Tuesday, 10 March 2015
The design of free exploration learning: lessons from Gone Home
Gone Home, according to some computer games players, is one of the best games of 2013, and according to others it's not a game at all. Like the now-legendary Myst, it's a first-person exploration game, but with a naturalistic setting of 1990s small town America: your character, Katie, arrives at the family home after a pre-college European trip to find the house deserted with a note from her younger sister Sam on the front door; the game consists of your going round the house discovering notes and objects in order to find out what's happened. There are no hidden menaces, no jump scares (though the building's reputation as "the psycho house" and the dark and stormy night in which the events take place may mis-cue you into thinking there's a horror theme); just the real stuff of people's lives, their conflicts and disappointments - and, perhaps, a few inklings of hope and redemption.

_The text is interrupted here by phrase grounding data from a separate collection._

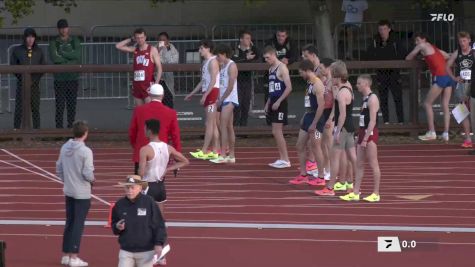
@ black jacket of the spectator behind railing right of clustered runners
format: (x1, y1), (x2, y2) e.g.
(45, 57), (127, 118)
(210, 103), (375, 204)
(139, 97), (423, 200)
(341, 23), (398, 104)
(366, 31), (407, 60)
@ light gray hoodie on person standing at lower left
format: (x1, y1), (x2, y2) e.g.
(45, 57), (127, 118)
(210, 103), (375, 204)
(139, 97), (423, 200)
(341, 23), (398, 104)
(56, 139), (95, 199)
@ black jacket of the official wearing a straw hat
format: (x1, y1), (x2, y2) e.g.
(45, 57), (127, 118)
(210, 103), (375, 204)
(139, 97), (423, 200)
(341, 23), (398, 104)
(112, 193), (167, 252)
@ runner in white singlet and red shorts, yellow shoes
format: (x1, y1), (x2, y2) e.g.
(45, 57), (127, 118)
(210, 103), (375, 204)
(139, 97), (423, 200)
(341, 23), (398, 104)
(185, 40), (219, 160)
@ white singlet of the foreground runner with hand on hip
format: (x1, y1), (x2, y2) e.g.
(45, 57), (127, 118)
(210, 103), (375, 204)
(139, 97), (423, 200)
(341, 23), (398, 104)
(143, 142), (170, 182)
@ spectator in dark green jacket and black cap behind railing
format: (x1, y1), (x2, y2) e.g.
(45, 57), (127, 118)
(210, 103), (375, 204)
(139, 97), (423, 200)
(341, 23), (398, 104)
(49, 19), (81, 128)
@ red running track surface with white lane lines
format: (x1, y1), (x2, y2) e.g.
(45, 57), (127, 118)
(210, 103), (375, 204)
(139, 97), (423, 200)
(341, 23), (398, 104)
(0, 144), (475, 267)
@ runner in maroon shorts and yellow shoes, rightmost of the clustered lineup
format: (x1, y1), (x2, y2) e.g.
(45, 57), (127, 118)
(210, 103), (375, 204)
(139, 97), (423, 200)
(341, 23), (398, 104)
(340, 74), (381, 202)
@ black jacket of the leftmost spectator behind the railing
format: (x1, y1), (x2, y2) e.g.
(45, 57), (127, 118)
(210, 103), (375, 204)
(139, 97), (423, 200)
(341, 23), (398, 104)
(10, 43), (46, 82)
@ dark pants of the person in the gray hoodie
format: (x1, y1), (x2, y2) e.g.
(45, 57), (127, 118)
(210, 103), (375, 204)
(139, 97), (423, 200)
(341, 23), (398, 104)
(63, 196), (91, 254)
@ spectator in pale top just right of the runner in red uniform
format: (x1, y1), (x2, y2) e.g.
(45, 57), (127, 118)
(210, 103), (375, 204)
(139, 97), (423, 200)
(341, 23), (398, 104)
(158, 32), (179, 97)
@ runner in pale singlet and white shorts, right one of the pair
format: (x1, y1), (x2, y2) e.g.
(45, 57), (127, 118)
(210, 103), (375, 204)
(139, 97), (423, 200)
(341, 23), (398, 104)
(211, 45), (239, 163)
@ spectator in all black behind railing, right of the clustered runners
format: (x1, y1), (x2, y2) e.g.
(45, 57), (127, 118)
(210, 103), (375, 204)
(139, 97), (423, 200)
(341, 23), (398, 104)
(367, 20), (406, 124)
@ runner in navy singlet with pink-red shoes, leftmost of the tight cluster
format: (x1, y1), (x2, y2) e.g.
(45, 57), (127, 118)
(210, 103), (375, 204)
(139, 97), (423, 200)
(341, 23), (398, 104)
(289, 60), (327, 185)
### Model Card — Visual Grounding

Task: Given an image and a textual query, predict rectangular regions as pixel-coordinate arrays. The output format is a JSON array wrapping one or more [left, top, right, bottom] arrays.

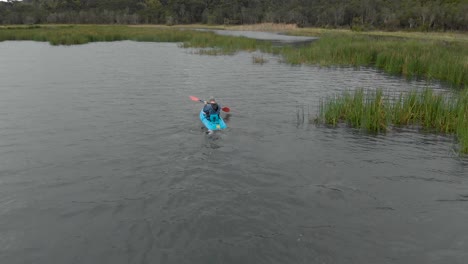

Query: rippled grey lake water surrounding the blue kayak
[[0, 41, 468, 264]]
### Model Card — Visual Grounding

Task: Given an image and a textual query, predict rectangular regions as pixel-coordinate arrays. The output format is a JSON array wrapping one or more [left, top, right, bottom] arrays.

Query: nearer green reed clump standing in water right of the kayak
[[315, 89, 468, 153]]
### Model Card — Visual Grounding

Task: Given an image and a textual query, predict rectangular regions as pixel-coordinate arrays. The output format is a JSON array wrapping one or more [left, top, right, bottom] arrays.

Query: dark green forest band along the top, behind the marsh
[[0, 0, 468, 31]]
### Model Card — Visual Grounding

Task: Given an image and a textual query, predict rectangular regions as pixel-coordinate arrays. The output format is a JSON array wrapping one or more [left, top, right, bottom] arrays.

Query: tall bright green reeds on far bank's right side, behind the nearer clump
[[282, 33, 468, 87]]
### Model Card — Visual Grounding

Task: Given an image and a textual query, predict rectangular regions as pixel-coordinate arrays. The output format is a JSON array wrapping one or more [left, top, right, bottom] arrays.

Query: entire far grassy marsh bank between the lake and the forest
[[0, 24, 468, 88]]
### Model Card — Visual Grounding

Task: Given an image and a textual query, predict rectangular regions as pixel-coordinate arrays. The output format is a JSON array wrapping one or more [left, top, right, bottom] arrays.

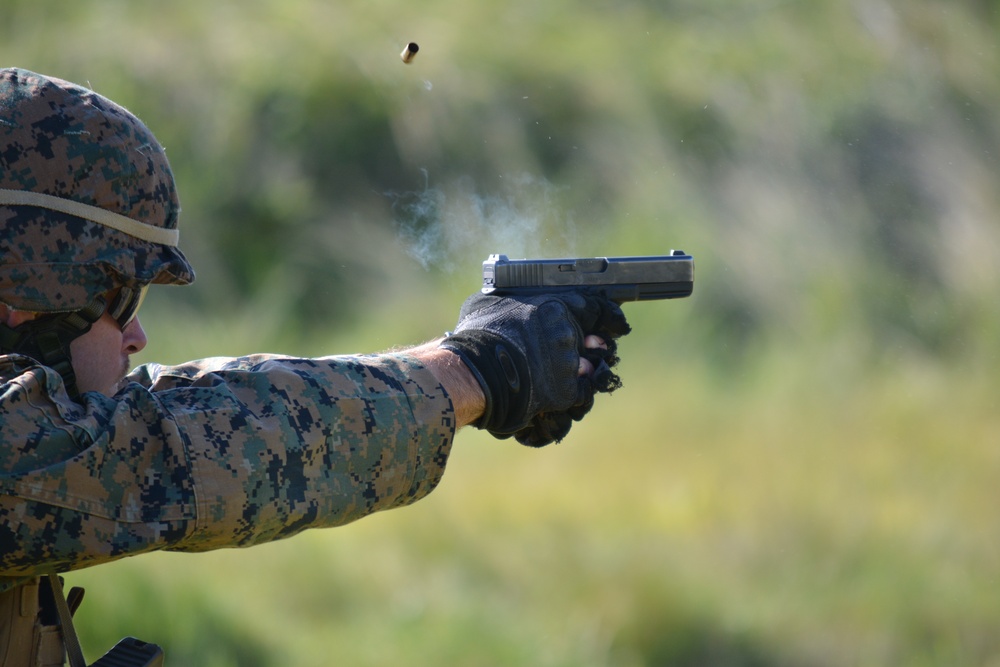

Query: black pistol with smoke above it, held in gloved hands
[[483, 250, 694, 304]]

Those players who get into the game seem to really get into it; those expecting something to shoot or even puzzles of a clearly-defined kind (as distinct from puzzles of interpretation) are disappointed. (The game's designer has produced a wickedly funny spoof trailer for a version of the game reworked as the first-person shooter - "Gun Home" - some players would clearly have liked it to be.)
As a learning designer, I was interested in how the game is designed to allow free exploration and yet lead you forwards on a journey of discovery; locked doors, filing cabinets, and so on, are used to prevent you from seeing certain things until you've seen others, so that you can't experience the backstory in the wrong order. Mum, Dad and Sam each have their own storyline, though Sam's is privileged; her audio journals to Katie give you direct access to her thoughts, and the attic - the final room you can reach - includes the objects which mark the conclusion of her storyline.

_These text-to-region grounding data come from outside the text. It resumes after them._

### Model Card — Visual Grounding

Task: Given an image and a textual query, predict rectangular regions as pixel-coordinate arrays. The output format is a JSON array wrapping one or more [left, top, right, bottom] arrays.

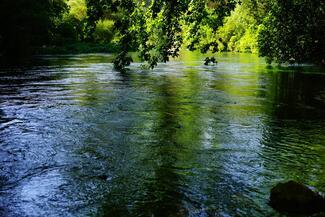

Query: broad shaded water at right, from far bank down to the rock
[[260, 68, 325, 192]]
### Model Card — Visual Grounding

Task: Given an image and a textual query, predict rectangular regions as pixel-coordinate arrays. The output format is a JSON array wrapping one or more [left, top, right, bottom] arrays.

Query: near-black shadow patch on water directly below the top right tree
[[264, 69, 325, 119]]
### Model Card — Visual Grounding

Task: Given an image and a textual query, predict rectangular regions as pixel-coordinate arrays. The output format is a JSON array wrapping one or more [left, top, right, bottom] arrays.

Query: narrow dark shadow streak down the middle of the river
[[97, 74, 185, 216]]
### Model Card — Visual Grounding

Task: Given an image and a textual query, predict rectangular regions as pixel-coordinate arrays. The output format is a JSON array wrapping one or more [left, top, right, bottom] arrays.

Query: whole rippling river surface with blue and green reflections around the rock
[[0, 53, 325, 217]]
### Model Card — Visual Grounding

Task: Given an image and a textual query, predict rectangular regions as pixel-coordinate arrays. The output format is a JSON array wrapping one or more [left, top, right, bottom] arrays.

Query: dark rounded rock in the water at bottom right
[[270, 181, 325, 214]]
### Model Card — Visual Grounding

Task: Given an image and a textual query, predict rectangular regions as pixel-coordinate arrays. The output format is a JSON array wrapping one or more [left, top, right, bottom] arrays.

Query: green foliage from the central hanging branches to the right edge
[[87, 0, 325, 69]]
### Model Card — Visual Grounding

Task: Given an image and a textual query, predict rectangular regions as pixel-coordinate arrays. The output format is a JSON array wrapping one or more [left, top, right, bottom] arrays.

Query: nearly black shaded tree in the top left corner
[[0, 0, 67, 63]]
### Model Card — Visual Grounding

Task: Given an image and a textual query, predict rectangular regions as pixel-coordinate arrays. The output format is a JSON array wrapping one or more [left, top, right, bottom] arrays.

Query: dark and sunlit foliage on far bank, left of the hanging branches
[[0, 0, 118, 62]]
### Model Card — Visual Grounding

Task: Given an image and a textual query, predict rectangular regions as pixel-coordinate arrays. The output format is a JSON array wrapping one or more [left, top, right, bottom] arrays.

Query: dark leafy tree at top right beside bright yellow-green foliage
[[258, 0, 325, 63]]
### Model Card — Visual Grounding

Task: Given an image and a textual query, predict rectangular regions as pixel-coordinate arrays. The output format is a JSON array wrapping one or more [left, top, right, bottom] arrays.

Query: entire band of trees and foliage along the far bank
[[0, 0, 325, 69]]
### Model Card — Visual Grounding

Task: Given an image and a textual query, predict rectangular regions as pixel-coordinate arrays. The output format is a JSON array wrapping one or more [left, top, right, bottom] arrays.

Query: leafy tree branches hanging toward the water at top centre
[[87, 0, 235, 70]]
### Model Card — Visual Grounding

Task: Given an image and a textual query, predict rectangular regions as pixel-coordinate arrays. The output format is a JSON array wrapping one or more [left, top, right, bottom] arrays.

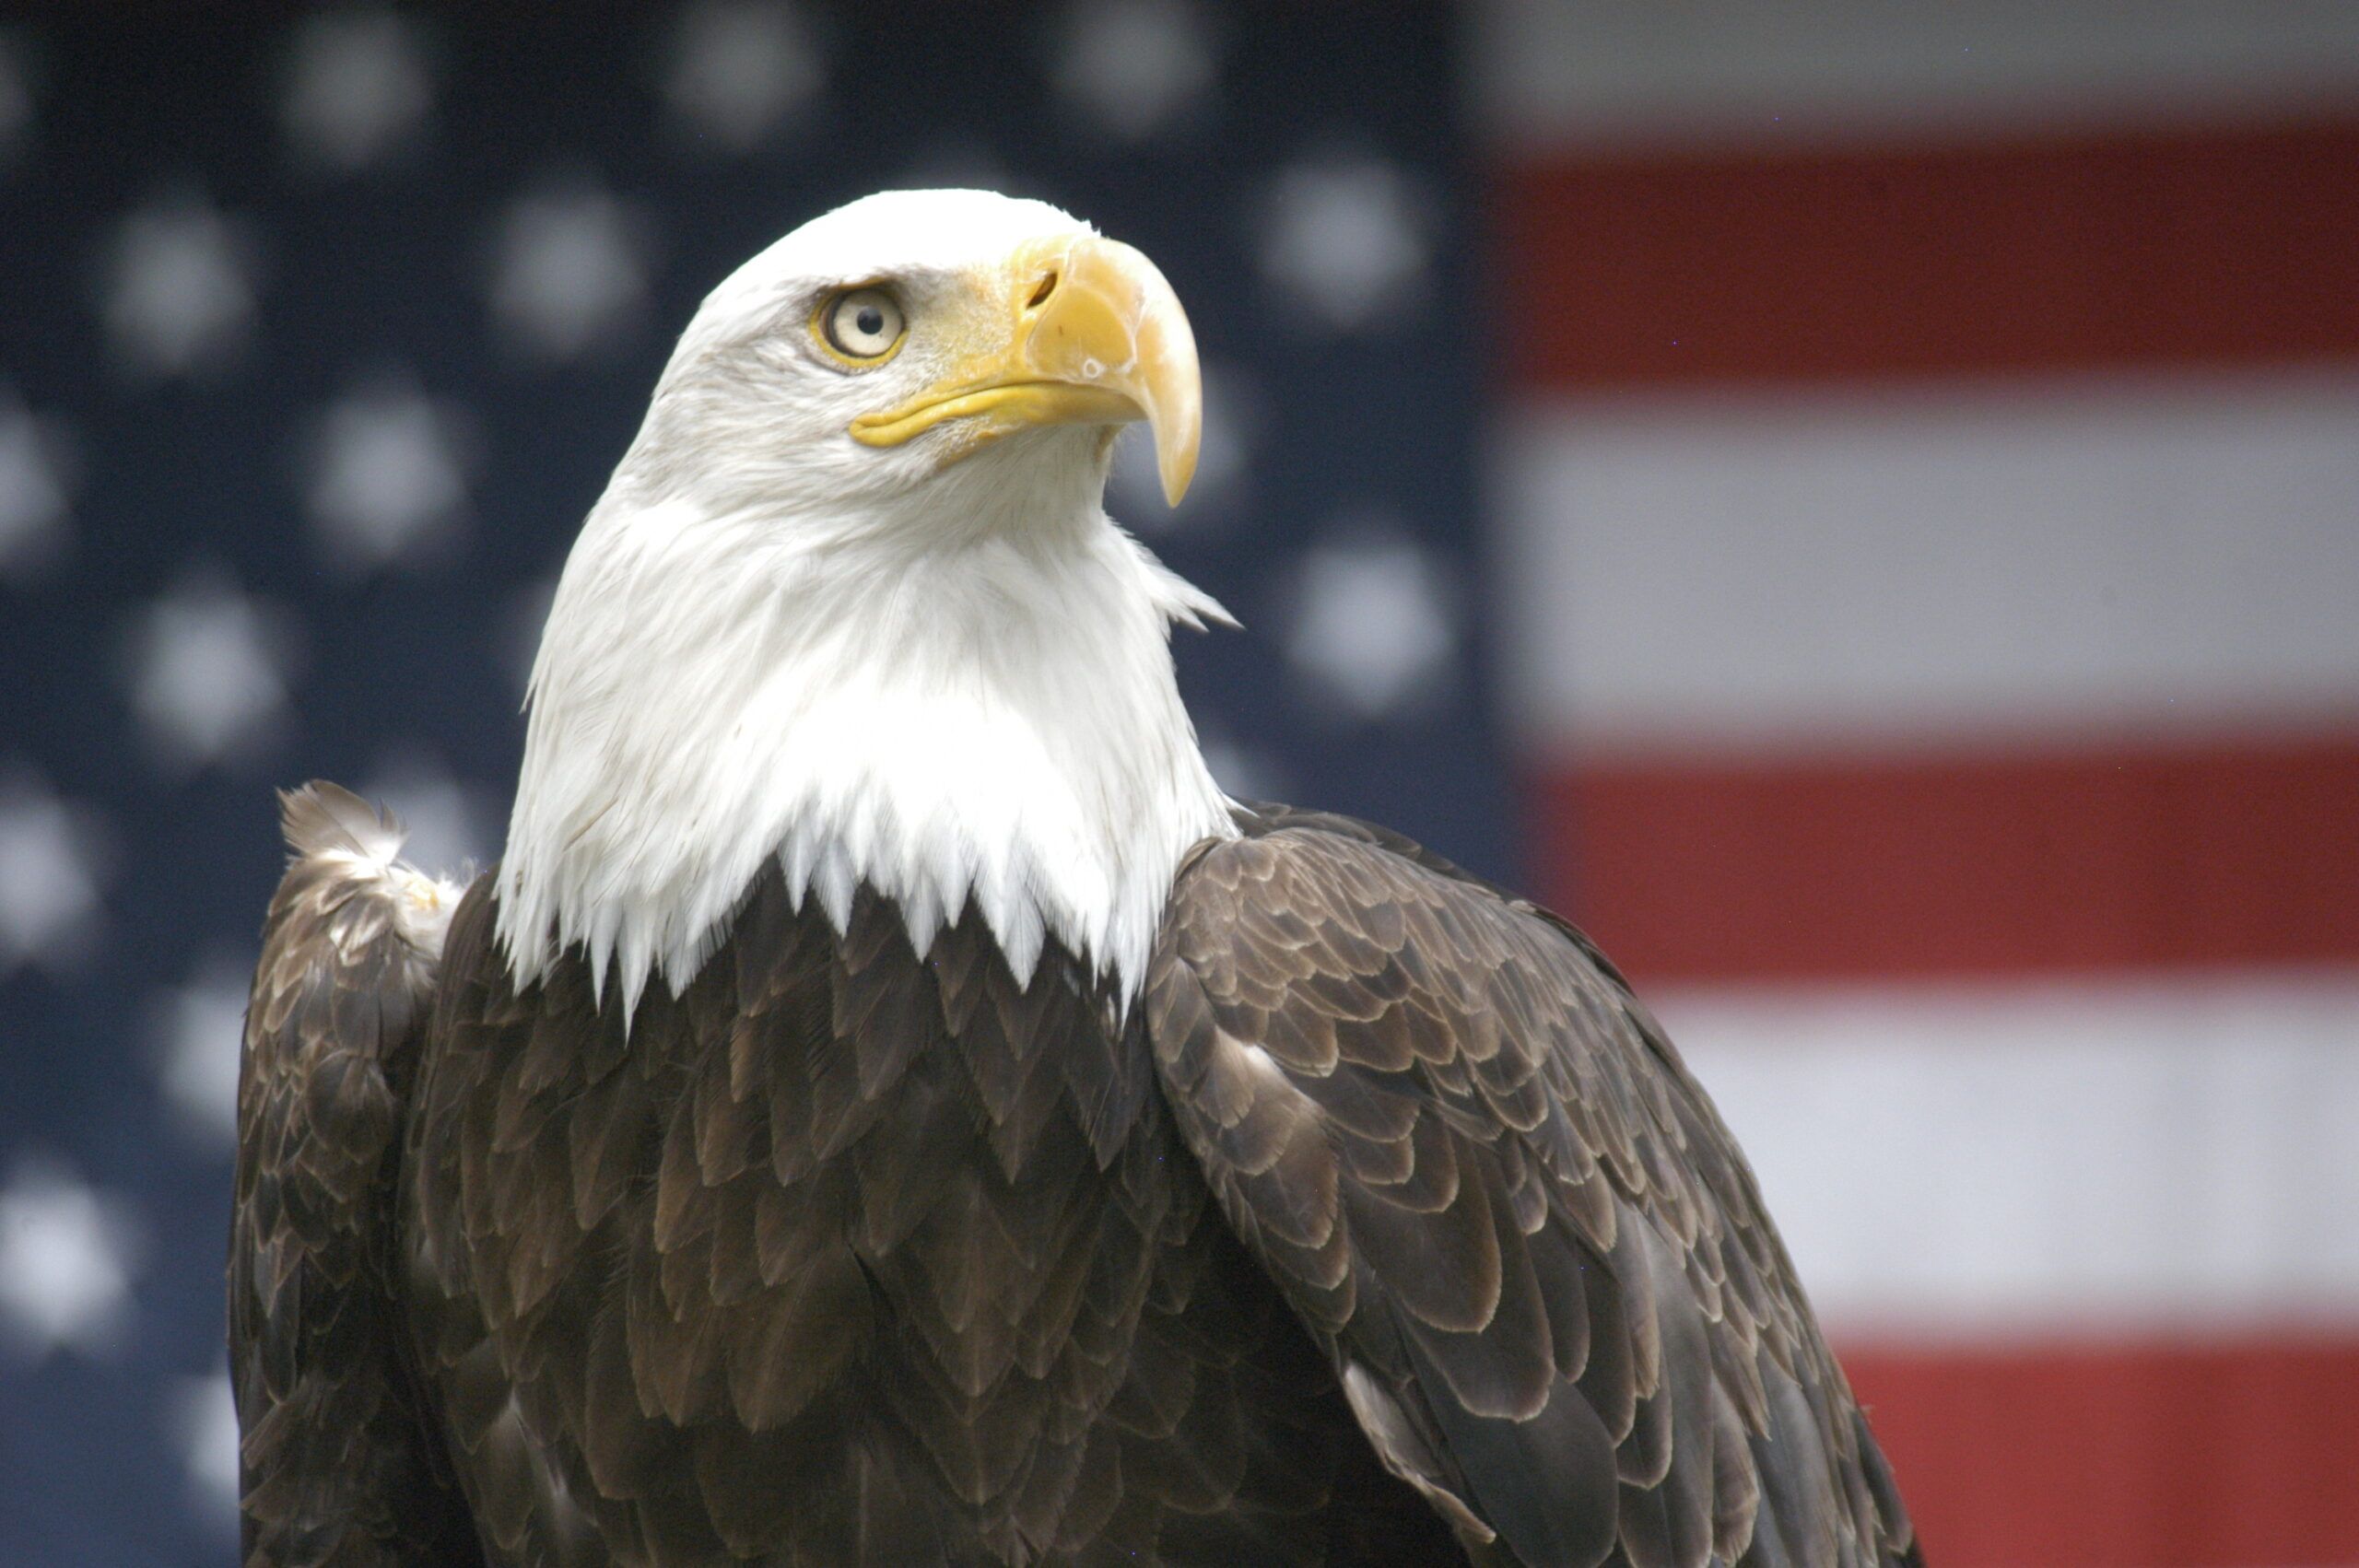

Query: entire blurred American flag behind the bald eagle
[[0, 0, 2359, 1568]]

Like many players, of both genders and sexual orientations, I was both engaged and moved by the story of Sam's developing relationship with another girl from school, but I was also taken with the father's story: author of a moderately successful thriller some years ago, he failed to follow it with anything other than inferior sequels and he's now reduced to writing reviews for hi-fi magazines. After completing the game (as I thought), I was surprised to discover just how much of the father's storyline I'd missed. As this online comment shows, there are enough clues distributed around to reconstruct what happened to him as a child and why the house (which originally belonged to his Uncle Oscar) was known as "the psycho house", and also to give his storyline a happier ending than I originally thought. I wouldn't have seen all this without help though, because the game doesn't put pressure on you to uncover it, as it does with Sam's secrets.
That's the problem with designing games, or online courses, which are based on free exploration: you need to reconcile yourself to spending time and effort on developing features or branches which some of your players or learners are never going to experience.